採用面接「不合格」から逆転した「不屈の男」をさらに強くした言葉たち sand 島崎 譲さん

 

第一線で活躍する美容師の人生を変えた「恩師の言葉」を紹介する「美容師のコトダマ」。今回はsandのCEO、島崎 譲さんのコトダマを探ります。東京で今一番勢いがあるサロンといっても過言ではないSandのトップはどんな言葉を浴びて成長してきたのでしょうか。島崎さんの意外な過去も垣間見えるインタビューです。

 


 

「お前、昔の自分に嘘をついていないか?」

 

 

大阪の美容専門学校に通っていたころの話です。「東京で一番勢いのある有名店で働きたい」と思っていた僕は、前職のサロンの採用面接でも自信満々で、自分なりに手応えもあったから絶対に受かるだろうと思っていました。

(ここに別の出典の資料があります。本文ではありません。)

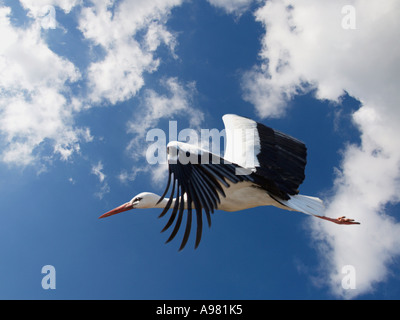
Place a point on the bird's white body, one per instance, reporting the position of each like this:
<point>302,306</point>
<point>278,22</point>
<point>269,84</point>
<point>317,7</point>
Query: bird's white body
<point>261,167</point>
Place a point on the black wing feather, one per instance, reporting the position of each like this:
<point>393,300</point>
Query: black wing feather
<point>202,185</point>
<point>282,161</point>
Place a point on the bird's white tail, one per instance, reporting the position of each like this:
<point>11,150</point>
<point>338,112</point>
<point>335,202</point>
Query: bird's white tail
<point>305,204</point>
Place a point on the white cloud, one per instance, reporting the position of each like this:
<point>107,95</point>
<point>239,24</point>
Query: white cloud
<point>232,6</point>
<point>35,106</point>
<point>97,170</point>
<point>305,47</point>
<point>119,76</point>
<point>37,103</point>
<point>176,103</point>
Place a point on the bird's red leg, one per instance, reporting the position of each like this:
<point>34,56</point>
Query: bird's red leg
<point>340,220</point>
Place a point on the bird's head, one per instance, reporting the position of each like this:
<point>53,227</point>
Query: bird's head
<point>141,201</point>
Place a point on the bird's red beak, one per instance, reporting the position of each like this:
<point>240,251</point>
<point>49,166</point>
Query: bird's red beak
<point>121,208</point>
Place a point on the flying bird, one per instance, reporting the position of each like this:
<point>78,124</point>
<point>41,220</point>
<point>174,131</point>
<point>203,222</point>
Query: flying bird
<point>261,166</point>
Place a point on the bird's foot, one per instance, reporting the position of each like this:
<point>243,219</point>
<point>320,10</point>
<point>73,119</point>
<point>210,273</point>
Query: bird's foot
<point>340,220</point>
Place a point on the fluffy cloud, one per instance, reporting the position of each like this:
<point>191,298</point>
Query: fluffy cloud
<point>38,100</point>
<point>104,188</point>
<point>177,102</point>
<point>231,6</point>
<point>129,33</point>
<point>35,106</point>
<point>307,45</point>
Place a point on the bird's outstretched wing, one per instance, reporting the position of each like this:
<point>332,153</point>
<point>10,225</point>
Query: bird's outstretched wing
<point>277,160</point>
<point>196,178</point>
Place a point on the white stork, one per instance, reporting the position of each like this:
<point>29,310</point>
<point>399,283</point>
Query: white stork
<point>261,167</point>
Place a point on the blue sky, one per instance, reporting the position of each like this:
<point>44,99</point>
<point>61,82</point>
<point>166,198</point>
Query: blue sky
<point>82,82</point>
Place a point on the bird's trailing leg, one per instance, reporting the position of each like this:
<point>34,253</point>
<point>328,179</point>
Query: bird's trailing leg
<point>340,220</point>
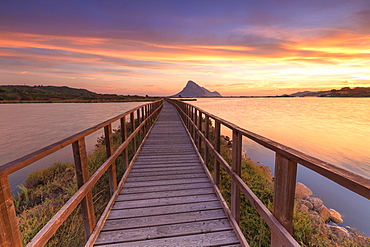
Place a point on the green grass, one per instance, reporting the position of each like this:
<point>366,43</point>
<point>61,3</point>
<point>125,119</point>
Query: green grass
<point>47,190</point>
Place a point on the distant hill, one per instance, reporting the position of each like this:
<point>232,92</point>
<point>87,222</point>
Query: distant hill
<point>343,92</point>
<point>23,93</point>
<point>194,90</point>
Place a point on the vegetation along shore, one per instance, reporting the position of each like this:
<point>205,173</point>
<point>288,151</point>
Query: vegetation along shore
<point>45,192</point>
<point>54,94</point>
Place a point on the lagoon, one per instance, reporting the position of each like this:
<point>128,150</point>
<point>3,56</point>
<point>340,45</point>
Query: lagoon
<point>25,128</point>
<point>336,130</point>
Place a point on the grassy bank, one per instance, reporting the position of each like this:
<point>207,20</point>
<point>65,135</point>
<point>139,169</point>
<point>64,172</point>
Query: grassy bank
<point>46,191</point>
<point>309,229</point>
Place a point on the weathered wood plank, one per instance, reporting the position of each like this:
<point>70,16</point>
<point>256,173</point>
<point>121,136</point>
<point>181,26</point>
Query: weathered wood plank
<point>155,220</point>
<point>119,213</point>
<point>167,189</point>
<point>164,231</point>
<point>204,239</point>
<point>165,182</point>
<point>165,201</point>
<point>9,231</point>
<point>128,190</point>
<point>168,170</point>
<point>165,177</point>
<point>164,194</point>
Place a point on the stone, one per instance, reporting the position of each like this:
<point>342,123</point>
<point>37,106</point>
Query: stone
<point>302,208</point>
<point>340,233</point>
<point>306,203</point>
<point>302,191</point>
<point>316,203</point>
<point>325,214</point>
<point>335,216</point>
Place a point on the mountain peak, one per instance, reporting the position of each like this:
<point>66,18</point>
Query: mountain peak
<point>194,90</point>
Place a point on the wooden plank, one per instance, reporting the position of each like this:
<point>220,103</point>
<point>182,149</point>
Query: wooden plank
<point>169,173</point>
<point>124,138</point>
<point>82,174</point>
<point>154,163</point>
<point>28,159</point>
<point>204,239</point>
<point>236,166</point>
<point>128,190</point>
<point>119,213</point>
<point>9,232</point>
<point>167,187</point>
<point>165,194</point>
<point>110,150</point>
<point>167,170</point>
<point>166,182</point>
<point>132,121</point>
<point>166,177</point>
<point>284,189</point>
<point>116,224</point>
<point>166,201</point>
<point>165,231</point>
<point>217,148</point>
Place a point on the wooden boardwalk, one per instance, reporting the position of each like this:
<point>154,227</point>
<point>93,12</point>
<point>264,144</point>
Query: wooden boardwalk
<point>167,199</point>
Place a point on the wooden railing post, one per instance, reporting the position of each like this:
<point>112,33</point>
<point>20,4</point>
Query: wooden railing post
<point>132,120</point>
<point>143,130</point>
<point>110,150</point>
<point>83,174</point>
<point>200,129</point>
<point>206,135</point>
<point>195,120</point>
<point>236,166</point>
<point>138,124</point>
<point>284,190</point>
<point>124,137</point>
<point>218,150</point>
<point>9,231</point>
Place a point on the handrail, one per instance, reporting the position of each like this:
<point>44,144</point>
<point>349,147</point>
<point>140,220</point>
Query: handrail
<point>280,220</point>
<point>145,116</point>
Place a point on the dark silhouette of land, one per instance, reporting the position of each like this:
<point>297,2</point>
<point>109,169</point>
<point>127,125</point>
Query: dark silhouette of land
<point>54,94</point>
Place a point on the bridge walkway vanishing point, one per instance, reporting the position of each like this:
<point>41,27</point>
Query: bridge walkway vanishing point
<point>168,199</point>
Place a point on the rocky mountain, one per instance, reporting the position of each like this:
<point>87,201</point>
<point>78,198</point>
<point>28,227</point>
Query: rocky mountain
<point>343,92</point>
<point>194,90</point>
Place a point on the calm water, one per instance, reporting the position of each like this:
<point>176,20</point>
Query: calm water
<point>25,128</point>
<point>336,130</point>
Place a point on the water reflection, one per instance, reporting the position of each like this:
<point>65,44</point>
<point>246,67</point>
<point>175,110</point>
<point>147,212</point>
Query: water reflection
<point>334,130</point>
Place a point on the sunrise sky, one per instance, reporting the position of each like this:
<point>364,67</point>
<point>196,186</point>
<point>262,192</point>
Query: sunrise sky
<point>235,47</point>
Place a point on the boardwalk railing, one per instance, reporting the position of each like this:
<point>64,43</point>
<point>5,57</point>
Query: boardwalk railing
<point>141,120</point>
<point>280,220</point>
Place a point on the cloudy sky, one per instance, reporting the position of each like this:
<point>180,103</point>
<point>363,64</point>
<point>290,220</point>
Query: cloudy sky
<point>235,47</point>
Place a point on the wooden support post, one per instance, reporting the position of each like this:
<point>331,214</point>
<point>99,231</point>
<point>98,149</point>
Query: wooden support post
<point>138,124</point>
<point>188,114</point>
<point>143,130</point>
<point>110,150</point>
<point>195,125</point>
<point>9,231</point>
<point>132,120</point>
<point>124,137</point>
<point>146,116</point>
<point>200,129</point>
<point>191,115</point>
<point>284,190</point>
<point>217,148</point>
<point>236,166</point>
<point>206,135</point>
<point>83,174</point>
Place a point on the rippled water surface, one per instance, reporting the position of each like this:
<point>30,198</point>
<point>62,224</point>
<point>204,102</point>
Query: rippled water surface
<point>26,128</point>
<point>336,130</point>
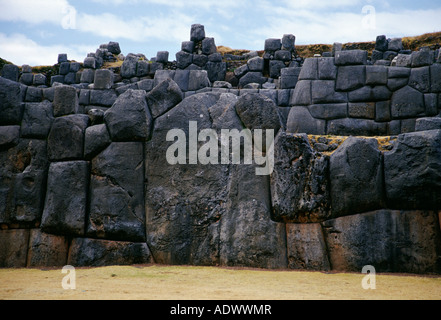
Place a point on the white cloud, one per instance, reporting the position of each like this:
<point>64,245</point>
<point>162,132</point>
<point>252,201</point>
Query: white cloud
<point>34,11</point>
<point>19,49</point>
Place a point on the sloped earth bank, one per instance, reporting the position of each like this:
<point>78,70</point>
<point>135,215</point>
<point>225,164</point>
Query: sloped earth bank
<point>159,282</point>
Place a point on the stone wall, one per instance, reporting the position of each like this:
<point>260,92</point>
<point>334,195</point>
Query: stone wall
<point>84,178</point>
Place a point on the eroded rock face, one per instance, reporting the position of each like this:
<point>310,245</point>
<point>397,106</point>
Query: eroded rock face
<point>299,183</point>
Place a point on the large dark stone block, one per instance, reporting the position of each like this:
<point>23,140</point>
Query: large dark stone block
<point>413,171</point>
<point>66,198</point>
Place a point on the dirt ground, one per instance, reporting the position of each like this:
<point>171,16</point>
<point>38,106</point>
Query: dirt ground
<point>157,282</point>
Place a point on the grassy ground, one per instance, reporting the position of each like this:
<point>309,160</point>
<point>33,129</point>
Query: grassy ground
<point>156,282</point>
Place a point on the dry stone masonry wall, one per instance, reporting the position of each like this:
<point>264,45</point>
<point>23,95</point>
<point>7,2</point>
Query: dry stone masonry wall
<point>357,160</point>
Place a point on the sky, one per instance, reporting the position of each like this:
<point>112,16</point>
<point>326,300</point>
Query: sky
<point>34,32</point>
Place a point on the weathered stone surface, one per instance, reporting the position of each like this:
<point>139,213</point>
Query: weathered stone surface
<point>329,111</point>
<point>420,79</point>
<point>299,184</point>
<point>103,79</point>
<point>356,127</point>
<point>129,118</point>
<point>66,198</point>
<point>323,91</point>
<point>423,124</point>
<point>197,32</point>
<point>13,248</point>
<point>309,69</point>
<point>257,111</point>
<point>96,139</point>
<point>116,197</point>
<point>417,154</point>
<point>37,120</point>
<point>301,121</point>
<point>407,102</point>
<point>46,250</point>
<point>11,97</point>
<point>350,57</point>
<point>306,247</point>
<point>9,136</point>
<point>65,100</point>
<point>248,236</point>
<point>302,94</point>
<point>350,78</point>
<point>391,241</point>
<point>96,253</point>
<point>356,177</point>
<point>66,137</point>
<point>326,69</point>
<point>163,97</point>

ところが、結果は不合格…。間違いなく合格していると思い込んでいたから、「意欲を試されているのかな?」と勘違いして、電話でサロンに問い合わせました。電話での回答でも、もちろん不合格。現実を受け止められず、もう1回電話して「2次募集の予定はございますか」と尋ねてみたものの、やっぱり「ありません」。そこからしつこく2、3回新たな切り口で電話を掛けました。最後には、「営業中だから電話をかけてこないでください」と言われてしまい、いよいよ打つ手がなくなってしまいました。

 

 

 

「でも、ちょっと待てよ…予約を取れば話を聞かざるを得ないんじゃないか?」と思った僕は、カットの予約をとって、そのまま新幹線に飛び乗って大阪から東京へ。そして、カット中、店長に自分の熱い思いをぶつけました。店長には「みんな平等な中で審査しているから特別扱いできない」とド正論を言われましたが「2次募集を受けさせてもらえるまで帰れません」と言って、席から立たなかったので「お前、本当に面倒臭いな。もういいから明日の2次面接にこい」と。そうして翌日、無理矢理合格を掴みとることができたんです。店長からは「俺の独断と偏見で反対を押し切ってチャンスをつくったんだから、中途半端なことをしたらただじゃおかないぞ」と言われました。もちろん自分も一生懸命頑張るつもりで入社しました。

 

 

ところが。アシスタントの最初の頃はダメダメで、チェックに合格するのはビリだし、初めての入客でお客さまにパーマ液をかけてしまったり、技術が覚えられなくてやる気が起こらなかったり、みんな朝早くから練習しているのでギリギリの時間にサロンにきたり…。正直、弛んでいた時期もあります。そんなとき僕を奮い立たせてくれたのが、

 

「お前、昔の自分に嘘をついていないか?」

 

という店長の一言。「面接に落ちて、諦めて終わっていたら今ごろ僕はどうなっていたかわからない。執念でチャンスをもぎ取ったころの自分に、今の自分の体たらくを見せられない」。今もあの言葉を思い出すと、気持ちが熱くなるんですよね。チャンスをもらったから今があることを絶対に忘れてはいけないと思っています。